The fact is that war is avoidable. The fact is that our elected officials will lie in order to create a fear that Americans will lose their sovereignty if we don’t take military action. The fact is our government does not take us into war to protect our freedoms. The fact is that America’s motives are not always noble.

The assertion that American warriors are put into harm’s way to keep America free is one of the many lies disseminated by government, corporate interlocutors, and news media. Rather, our motives are initiated by greed/economic incentives, profit seekers who use war to enrich themselves, and by those who seek power, domination and empire. What our government does is prevaricate, by fudging, obfuscating and misrepresenting the truth, the revelation of which is crystal clear in the Downing Street memo regarding the Iraq war. A disclosure that makes it evident that our government has little concern for the harm or death to innocent civilians or to the warriors we send into harm’s way that their decision will cause. “Behind the fear-mongering, flag-waving and lies of George W. Bush and the blandishments of Ronald Reagan and Barack Obama lies the ugly reality that our leaders have been seduced by political ambition, delusions of military superiority, and the promise of secrecy and impunity to commit otherwise unthinkable crimes.”
[1]

This is not new or particular to our current conflicts. From The Idler, 1758, Samuel Johnson recognized this ultimate failure of truth, wherein he said, "Among the calamities of war may be justly numbered the diminution of the love of truth, by the falsehoods which interest dictates, and credulity encourages,”
[3] prompting US senator, Hiram Johnson in 1918, regarding World War I, to truncate that quote by saying, "The first casualty when war comes is truth." And, he said, "the war warps us, distorts our judgment, and destroys our sense of justice, and our ideals.” [4]

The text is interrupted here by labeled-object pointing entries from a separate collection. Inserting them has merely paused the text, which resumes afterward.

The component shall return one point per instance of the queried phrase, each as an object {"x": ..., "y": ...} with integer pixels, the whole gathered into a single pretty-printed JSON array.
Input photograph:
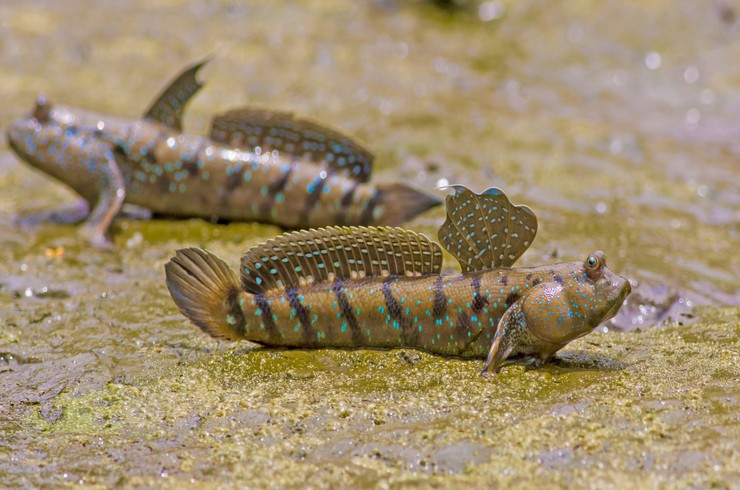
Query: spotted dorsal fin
[
  {"x": 282, "y": 131},
  {"x": 485, "y": 230},
  {"x": 325, "y": 254},
  {"x": 168, "y": 107}
]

History is replete with accounts of lies, deceit, and misinformation by our government in order to motivate Americans to accept war as the only alternative. Here are some examples:

Abraham Lincoln’s motive behind the Civil War was not to free the slaves; instead, his concern was solely the secession of the South from the Union. [5] When Lincoln said, “Freedom is the last, best hope of earth,” he meant freedom for white people, not for the poor or people of color.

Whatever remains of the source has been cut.